03:TPPは、薬剤にどんな影響を与えるのか(日本医療総合研究所研究委員 寺尾正之)
TPPと薬の特許期間の延長問題
─TPPの薬への影響は、どうなっているのでしょうか。
TPPは、2016年2月に日本やアメリカを含む12カ国で合意されました(TPP12)。しかし、アメリカがトランプ大統領になった直後の17年に「離脱」。その後、残りの11カ国で合意され、2018年12月発効しました(TPP11)。
これから、「日米貿易交渉」が行われますが、TPP12より強い要求をアメリカから突きつけられると思われます。この日米貿易交渉では、「サービス分野が含まれる」と共同声明に書かれています。このサービス分野にあたるのが、日本では健康保険なのです。そのなかで、とくに影響を受けるのは薬だろうと思います。
まだ議論は進んでいませんが、今後「TPP12での合意事項や、日米両政府で合意したサイドレター(文書)を出発点に協議が進むのでは」と、私は心配しています。

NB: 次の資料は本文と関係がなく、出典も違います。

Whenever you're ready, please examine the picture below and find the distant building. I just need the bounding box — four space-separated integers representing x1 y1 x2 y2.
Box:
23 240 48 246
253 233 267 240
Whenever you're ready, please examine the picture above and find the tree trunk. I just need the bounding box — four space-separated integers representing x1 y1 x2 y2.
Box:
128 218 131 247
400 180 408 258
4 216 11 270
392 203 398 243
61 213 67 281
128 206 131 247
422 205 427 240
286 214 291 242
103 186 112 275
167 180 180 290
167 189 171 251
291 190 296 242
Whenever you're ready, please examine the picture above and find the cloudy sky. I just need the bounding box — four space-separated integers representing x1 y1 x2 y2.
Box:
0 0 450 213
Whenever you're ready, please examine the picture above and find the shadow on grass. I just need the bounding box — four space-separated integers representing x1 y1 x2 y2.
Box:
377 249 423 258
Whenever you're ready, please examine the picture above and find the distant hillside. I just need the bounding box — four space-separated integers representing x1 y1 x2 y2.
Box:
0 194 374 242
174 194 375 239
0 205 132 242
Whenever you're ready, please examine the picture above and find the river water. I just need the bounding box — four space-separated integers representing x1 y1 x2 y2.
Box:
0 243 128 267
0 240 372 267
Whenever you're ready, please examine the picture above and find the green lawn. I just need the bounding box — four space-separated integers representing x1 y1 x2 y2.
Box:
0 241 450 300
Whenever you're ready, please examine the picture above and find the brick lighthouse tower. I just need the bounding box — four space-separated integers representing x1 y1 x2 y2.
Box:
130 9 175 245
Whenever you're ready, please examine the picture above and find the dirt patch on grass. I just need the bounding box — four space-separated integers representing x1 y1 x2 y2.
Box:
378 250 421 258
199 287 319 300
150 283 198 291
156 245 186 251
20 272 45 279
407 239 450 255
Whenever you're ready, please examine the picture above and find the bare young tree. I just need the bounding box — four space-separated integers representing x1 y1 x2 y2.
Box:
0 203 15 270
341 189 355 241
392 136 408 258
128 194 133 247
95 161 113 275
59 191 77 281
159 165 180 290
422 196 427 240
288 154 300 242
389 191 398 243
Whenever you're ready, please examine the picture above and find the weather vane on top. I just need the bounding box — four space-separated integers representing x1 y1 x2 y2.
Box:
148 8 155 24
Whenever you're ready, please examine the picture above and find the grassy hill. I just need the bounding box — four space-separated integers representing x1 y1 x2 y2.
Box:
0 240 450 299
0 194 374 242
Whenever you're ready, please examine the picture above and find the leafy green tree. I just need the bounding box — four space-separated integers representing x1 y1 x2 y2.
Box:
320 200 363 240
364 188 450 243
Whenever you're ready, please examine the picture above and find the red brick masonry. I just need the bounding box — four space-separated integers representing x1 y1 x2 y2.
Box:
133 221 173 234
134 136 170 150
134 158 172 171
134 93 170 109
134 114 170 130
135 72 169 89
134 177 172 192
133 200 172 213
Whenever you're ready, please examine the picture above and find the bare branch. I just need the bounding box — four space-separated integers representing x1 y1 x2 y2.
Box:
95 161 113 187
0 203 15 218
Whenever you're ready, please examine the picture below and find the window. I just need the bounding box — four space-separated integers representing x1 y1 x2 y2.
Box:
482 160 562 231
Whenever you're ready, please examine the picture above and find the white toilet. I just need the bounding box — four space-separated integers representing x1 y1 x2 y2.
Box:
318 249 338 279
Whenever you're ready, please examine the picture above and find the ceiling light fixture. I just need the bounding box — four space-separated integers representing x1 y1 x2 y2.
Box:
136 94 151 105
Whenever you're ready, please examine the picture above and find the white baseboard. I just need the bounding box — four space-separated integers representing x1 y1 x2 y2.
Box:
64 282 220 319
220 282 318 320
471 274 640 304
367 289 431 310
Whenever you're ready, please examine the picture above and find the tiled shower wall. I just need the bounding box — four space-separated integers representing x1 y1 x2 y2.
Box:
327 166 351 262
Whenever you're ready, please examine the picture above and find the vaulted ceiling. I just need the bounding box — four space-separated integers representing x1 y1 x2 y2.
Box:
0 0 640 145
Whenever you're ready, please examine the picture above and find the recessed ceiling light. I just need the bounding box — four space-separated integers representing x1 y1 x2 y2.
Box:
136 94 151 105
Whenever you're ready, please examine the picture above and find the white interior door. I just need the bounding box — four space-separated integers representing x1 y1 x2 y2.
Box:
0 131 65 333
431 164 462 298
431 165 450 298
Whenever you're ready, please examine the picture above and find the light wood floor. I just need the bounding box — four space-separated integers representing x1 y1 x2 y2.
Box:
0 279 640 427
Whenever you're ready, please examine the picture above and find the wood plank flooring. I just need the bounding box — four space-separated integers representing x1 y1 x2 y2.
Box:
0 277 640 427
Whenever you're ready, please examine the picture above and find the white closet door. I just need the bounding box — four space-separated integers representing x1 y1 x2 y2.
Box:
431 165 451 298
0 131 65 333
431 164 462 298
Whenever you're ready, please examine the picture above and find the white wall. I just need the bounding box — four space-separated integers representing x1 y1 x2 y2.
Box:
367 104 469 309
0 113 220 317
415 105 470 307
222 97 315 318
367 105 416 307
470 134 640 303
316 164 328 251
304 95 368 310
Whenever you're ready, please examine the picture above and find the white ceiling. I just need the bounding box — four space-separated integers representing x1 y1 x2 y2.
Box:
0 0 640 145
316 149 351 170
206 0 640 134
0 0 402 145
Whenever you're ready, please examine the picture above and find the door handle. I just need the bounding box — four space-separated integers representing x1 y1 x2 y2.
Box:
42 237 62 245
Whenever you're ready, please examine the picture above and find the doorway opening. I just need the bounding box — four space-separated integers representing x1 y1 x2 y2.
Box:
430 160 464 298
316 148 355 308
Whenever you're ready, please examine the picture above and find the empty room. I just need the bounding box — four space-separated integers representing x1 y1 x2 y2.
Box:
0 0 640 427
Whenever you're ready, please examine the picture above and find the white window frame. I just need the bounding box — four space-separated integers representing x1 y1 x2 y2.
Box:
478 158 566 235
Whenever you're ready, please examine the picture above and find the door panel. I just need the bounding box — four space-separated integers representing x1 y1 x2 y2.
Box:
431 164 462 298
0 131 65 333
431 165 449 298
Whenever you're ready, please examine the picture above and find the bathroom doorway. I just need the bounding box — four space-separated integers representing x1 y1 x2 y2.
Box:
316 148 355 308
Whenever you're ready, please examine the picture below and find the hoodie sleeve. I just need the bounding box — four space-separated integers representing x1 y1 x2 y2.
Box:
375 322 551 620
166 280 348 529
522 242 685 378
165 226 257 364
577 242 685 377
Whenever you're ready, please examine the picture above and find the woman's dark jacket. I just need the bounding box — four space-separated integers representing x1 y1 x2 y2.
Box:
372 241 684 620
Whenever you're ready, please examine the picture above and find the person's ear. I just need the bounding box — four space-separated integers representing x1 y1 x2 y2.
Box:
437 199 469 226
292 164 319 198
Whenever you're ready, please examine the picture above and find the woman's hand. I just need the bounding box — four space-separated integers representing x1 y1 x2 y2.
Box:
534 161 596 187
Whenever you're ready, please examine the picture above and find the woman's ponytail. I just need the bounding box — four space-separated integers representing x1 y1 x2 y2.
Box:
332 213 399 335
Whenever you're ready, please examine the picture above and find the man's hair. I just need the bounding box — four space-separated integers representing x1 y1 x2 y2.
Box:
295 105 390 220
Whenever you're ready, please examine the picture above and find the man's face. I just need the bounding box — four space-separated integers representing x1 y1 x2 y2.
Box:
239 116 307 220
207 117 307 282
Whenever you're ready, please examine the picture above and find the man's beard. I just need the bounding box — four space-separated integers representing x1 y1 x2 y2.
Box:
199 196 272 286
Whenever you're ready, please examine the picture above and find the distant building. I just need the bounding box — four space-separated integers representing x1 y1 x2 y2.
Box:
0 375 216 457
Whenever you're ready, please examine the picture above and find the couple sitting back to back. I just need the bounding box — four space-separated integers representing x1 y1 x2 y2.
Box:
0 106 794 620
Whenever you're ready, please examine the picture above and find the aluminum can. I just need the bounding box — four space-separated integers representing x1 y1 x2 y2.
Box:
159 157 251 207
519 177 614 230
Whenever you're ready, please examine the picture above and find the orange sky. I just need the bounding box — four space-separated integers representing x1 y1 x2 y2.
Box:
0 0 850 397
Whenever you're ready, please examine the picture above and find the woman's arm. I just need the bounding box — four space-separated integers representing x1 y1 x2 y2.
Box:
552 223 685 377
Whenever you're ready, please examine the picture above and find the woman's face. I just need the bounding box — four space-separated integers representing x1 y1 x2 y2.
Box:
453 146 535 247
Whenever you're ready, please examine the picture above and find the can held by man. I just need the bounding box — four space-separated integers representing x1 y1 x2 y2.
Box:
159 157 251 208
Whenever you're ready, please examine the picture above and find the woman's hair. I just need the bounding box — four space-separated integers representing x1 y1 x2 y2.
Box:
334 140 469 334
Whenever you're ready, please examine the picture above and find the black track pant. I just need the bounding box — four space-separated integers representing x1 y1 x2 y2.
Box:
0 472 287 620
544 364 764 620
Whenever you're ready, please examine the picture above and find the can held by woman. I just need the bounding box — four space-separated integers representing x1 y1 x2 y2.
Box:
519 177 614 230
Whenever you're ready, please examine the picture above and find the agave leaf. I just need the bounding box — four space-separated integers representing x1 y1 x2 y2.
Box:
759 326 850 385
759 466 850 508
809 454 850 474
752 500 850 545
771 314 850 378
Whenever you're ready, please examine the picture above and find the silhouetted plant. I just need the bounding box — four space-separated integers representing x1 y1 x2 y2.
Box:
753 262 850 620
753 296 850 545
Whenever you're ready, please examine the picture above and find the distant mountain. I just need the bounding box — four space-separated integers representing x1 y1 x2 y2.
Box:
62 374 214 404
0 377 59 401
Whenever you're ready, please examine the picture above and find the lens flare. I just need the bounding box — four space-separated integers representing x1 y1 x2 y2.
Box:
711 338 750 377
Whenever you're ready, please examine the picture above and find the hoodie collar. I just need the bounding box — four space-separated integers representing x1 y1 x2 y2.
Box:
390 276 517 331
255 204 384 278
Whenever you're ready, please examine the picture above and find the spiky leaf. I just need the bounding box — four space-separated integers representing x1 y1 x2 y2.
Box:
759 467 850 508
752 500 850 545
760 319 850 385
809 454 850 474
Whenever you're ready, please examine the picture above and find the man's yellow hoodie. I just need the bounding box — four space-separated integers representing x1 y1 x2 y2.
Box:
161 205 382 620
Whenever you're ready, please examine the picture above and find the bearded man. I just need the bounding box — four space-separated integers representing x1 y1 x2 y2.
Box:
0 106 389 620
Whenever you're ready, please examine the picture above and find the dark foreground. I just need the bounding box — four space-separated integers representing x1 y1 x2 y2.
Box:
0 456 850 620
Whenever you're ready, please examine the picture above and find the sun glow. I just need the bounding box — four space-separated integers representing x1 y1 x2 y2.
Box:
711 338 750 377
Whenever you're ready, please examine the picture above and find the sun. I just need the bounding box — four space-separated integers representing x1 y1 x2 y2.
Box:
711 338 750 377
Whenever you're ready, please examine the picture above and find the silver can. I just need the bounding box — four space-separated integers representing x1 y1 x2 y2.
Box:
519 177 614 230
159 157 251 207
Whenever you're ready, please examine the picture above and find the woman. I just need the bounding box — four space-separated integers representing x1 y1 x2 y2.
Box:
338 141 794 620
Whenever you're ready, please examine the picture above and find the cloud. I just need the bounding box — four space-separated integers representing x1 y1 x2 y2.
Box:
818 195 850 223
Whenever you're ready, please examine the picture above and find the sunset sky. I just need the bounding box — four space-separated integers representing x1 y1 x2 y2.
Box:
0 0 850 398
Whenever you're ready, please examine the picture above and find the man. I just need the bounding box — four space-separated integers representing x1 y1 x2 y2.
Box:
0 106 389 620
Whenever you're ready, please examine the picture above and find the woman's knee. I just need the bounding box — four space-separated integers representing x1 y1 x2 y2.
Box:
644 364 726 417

日本では1年間に保険証を使って受ける医療費の総額は42・2兆円です。そのうち、薬剤費は10兆円を超えています。アメリカやヨーロッパのメガファーマは、日本の皆保険制度は国の制度なので「巨大かつ安定している“市場”」ととらえていると思います。そして具体的には、公定価格への関与を強めて、なるべく薬価を高値にすることと、特許の期間と新薬のデータ保護の期間をできるだけ延ばして、利益を最大化させようとするでしょう。